If the pompom is worn to the right it means the wearer is happy, to the left means unhappy, if it hangs behind the head, it means they are feeling neutral. A red hat means a person is married; a red and white hat means they are single. Widows revert to red and white hats when their partner dies.

If a single woman adds big colourful pompoms to the end of her hat, she is signalling her availability. If a man takes interest, he can't just ask her out - he must first pass a test set by her parents to prove he is a worthy suitor.

Never mind bunches of flowers - on an island where textiles are of great importance, his dating task involves weaving.

The island's young Romeos must weave a hat and present it to the prospective girl's parents. The father fills the hat with water - if it's woven tightly enough to hold liquid without leaking, it proves he is a talented craftsman and a worthy match.

The father then tightly rolls the hat - if it stands up straight without drooping, it's also a good sign. The innuendo is not lost on Armando, who delivers this last line with a bashful smile.

The girl has to prove her worth too. She must weave a belt for her suitor incorporating 12 icons depicting the 12 months of the year.

Possibly the hardest task of all, however - and one I'm sure would put the fear of God into women all over the world - is cooking a meal for her mother-in-law. If the pair pass all of these tests, then they are deemed a good match.

Who knows, Armando's stories might be embellished to entertain the visitors, but one thing's for sure - when he is finished and the residents lay out woven handicrafts for us to buy, there's a strong interest from the tourists in the pompom-adorned chullos.

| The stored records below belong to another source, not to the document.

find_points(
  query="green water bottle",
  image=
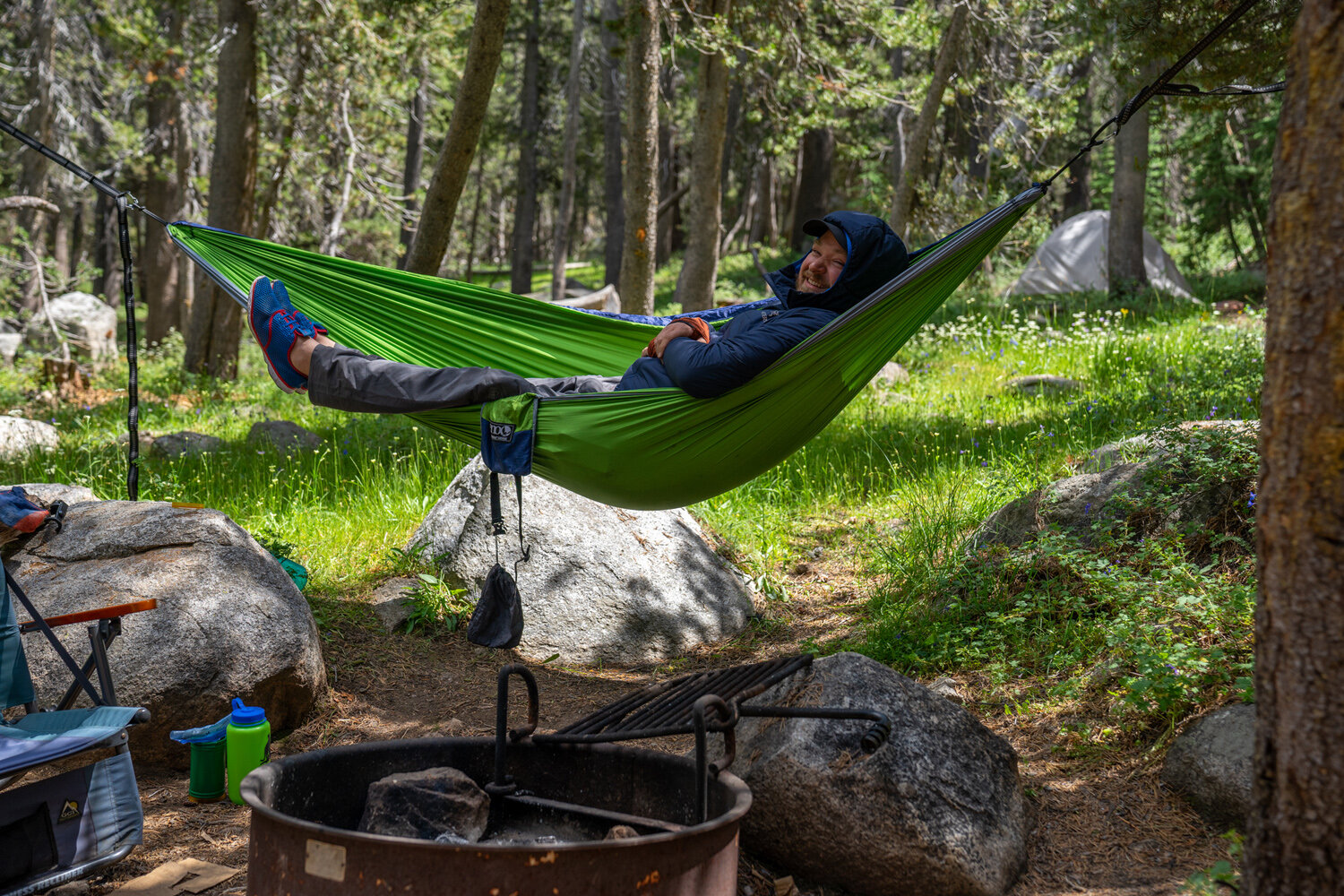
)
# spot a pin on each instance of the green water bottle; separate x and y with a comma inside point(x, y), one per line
point(246, 743)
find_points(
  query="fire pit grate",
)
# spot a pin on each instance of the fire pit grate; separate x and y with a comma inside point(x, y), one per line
point(667, 708)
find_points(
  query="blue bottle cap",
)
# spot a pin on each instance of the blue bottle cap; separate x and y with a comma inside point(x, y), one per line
point(245, 715)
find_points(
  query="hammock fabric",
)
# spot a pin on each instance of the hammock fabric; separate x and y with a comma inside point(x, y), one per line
point(642, 449)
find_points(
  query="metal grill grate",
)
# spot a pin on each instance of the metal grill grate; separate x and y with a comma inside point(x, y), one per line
point(664, 708)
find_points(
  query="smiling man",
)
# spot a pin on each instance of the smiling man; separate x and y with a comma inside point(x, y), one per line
point(851, 257)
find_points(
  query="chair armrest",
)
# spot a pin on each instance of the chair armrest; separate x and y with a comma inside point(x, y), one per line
point(91, 616)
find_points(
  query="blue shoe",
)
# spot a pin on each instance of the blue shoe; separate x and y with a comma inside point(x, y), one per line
point(276, 325)
point(282, 295)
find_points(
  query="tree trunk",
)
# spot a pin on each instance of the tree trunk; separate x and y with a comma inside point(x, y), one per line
point(642, 166)
point(1078, 191)
point(612, 140)
point(1125, 238)
point(159, 263)
point(524, 217)
point(695, 284)
point(414, 153)
point(814, 196)
point(569, 177)
point(32, 174)
point(917, 147)
point(897, 115)
point(1296, 841)
point(215, 317)
point(289, 121)
point(668, 177)
point(331, 239)
point(464, 129)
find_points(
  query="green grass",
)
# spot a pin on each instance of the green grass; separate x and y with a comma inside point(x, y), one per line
point(1167, 625)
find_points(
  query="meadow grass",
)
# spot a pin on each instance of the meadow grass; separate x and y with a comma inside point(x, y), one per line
point(905, 473)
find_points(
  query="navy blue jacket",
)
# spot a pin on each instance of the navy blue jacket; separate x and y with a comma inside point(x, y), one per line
point(750, 341)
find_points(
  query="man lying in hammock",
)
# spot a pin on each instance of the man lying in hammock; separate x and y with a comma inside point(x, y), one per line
point(851, 257)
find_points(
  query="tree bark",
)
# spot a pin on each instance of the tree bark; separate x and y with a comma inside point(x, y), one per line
point(1125, 237)
point(464, 129)
point(524, 215)
point(1078, 190)
point(814, 196)
point(642, 167)
point(917, 147)
point(569, 177)
point(289, 120)
point(612, 51)
point(32, 174)
point(701, 268)
point(215, 317)
point(414, 153)
point(159, 263)
point(1296, 842)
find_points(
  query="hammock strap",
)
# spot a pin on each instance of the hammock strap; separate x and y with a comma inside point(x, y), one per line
point(1164, 88)
point(128, 289)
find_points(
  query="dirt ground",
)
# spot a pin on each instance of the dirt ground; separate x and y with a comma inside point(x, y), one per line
point(1101, 828)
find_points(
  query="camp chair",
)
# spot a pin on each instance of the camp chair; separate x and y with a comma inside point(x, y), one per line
point(70, 823)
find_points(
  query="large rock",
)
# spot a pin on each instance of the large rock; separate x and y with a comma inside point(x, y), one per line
point(435, 804)
point(602, 583)
point(938, 810)
point(19, 435)
point(185, 444)
point(1211, 764)
point(85, 320)
point(228, 624)
point(1152, 492)
point(1043, 384)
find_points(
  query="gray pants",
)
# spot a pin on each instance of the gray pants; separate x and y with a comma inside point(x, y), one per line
point(351, 381)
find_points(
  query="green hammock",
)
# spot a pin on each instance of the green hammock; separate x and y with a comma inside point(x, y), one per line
point(642, 449)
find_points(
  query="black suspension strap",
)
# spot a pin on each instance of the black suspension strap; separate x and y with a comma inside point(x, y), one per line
point(128, 287)
point(128, 290)
point(1163, 88)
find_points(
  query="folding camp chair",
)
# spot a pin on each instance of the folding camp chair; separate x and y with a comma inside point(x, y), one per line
point(70, 823)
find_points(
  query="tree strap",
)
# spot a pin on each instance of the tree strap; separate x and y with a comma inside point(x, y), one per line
point(497, 517)
point(1164, 88)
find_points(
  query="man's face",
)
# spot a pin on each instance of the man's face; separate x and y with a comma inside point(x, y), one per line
point(822, 266)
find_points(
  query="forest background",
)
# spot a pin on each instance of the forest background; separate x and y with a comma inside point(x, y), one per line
point(538, 134)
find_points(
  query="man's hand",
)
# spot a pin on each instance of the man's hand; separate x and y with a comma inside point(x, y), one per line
point(668, 333)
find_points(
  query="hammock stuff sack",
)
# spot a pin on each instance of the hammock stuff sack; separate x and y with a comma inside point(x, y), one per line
point(616, 447)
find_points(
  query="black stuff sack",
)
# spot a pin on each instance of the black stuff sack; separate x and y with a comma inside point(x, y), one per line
point(497, 618)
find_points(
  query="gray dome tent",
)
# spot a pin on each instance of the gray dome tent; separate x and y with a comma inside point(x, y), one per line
point(1073, 258)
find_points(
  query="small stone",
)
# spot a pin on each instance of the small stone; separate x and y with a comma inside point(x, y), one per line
point(45, 493)
point(1043, 384)
point(10, 344)
point(19, 435)
point(392, 602)
point(185, 444)
point(890, 375)
point(1211, 764)
point(282, 435)
point(426, 805)
point(948, 688)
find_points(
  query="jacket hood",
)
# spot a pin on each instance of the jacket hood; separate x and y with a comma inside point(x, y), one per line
point(875, 255)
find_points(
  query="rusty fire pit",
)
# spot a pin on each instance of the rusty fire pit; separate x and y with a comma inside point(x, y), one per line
point(685, 812)
point(306, 810)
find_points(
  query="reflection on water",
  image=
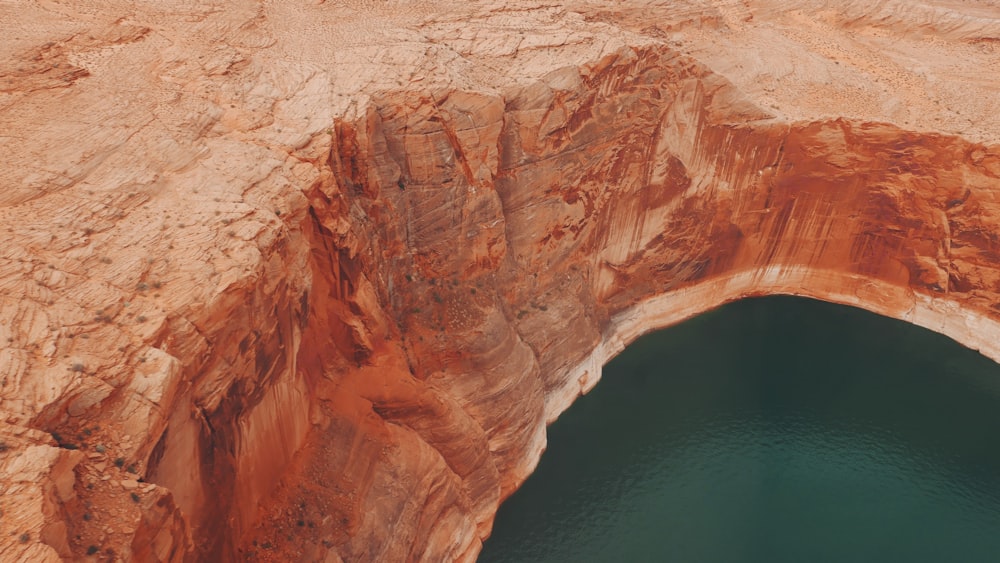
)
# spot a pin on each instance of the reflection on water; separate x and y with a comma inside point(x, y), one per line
point(776, 429)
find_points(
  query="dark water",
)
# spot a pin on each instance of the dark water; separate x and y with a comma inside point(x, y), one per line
point(771, 430)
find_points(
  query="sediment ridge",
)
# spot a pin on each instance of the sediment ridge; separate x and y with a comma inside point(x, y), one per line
point(274, 304)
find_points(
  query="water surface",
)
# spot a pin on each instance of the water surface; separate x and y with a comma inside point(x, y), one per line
point(775, 429)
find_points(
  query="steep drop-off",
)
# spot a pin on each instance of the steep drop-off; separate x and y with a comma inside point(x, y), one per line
point(263, 311)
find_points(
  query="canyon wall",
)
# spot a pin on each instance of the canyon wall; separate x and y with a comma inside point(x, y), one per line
point(262, 313)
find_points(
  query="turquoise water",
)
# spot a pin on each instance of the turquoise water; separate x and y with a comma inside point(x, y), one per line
point(770, 430)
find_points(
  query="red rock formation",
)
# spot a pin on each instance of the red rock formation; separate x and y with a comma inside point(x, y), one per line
point(273, 302)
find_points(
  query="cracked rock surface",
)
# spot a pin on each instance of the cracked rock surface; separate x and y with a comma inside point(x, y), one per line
point(305, 281)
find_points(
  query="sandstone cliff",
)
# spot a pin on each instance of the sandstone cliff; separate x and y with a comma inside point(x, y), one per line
point(307, 281)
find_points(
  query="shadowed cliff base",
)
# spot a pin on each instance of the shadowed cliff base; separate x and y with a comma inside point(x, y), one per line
point(281, 305)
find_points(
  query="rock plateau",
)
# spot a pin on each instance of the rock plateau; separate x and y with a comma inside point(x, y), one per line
point(305, 281)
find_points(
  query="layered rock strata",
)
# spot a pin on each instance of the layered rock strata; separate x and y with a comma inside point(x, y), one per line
point(275, 302)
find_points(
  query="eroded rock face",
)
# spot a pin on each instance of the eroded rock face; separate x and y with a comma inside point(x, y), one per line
point(262, 298)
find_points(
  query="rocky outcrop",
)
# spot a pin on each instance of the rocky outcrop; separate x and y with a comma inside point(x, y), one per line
point(274, 303)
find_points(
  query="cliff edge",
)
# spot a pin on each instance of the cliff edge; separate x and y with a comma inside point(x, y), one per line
point(306, 280)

So if you see anyone with a bright, colourful pompom hanging jauntily to the left of their red and white hat this winter, you'll know they're happy, single and looking for love. Who needs Tinder anyway?

The writer travelled courtesy of LAN Airlines.


Getting there: LAN Airlines has seven direct flights each week from Auckland to Santiago, Chile, with onward connections to Lima, Peru – the gateway to Lake Titicaca.

For more information or to book, contact travel agents, call LAN reservations on 0800 451 373 or visit

Staying there: In Lima, we stayed at the delightful Hotel B in the bohemian district of Barranco. A 1920s Belle Epoque-style mansion boasting Italian marble, exotic woods, high ceilings and expansive terraces, it has been restored and reopened in mid-2013. As well as luxury accommodation, Hotel B houses a comprehensive art collection and is linked to the Lucia de la Puente Gallery, where guests can also browse.

Due to flight delays we arrived too late to truly enjoy the hotel's claw-foot baths and cloud-like beds but had a welcome night's rest before leaving for Lake Titicaca and a longer stay at Hotel Titilaka.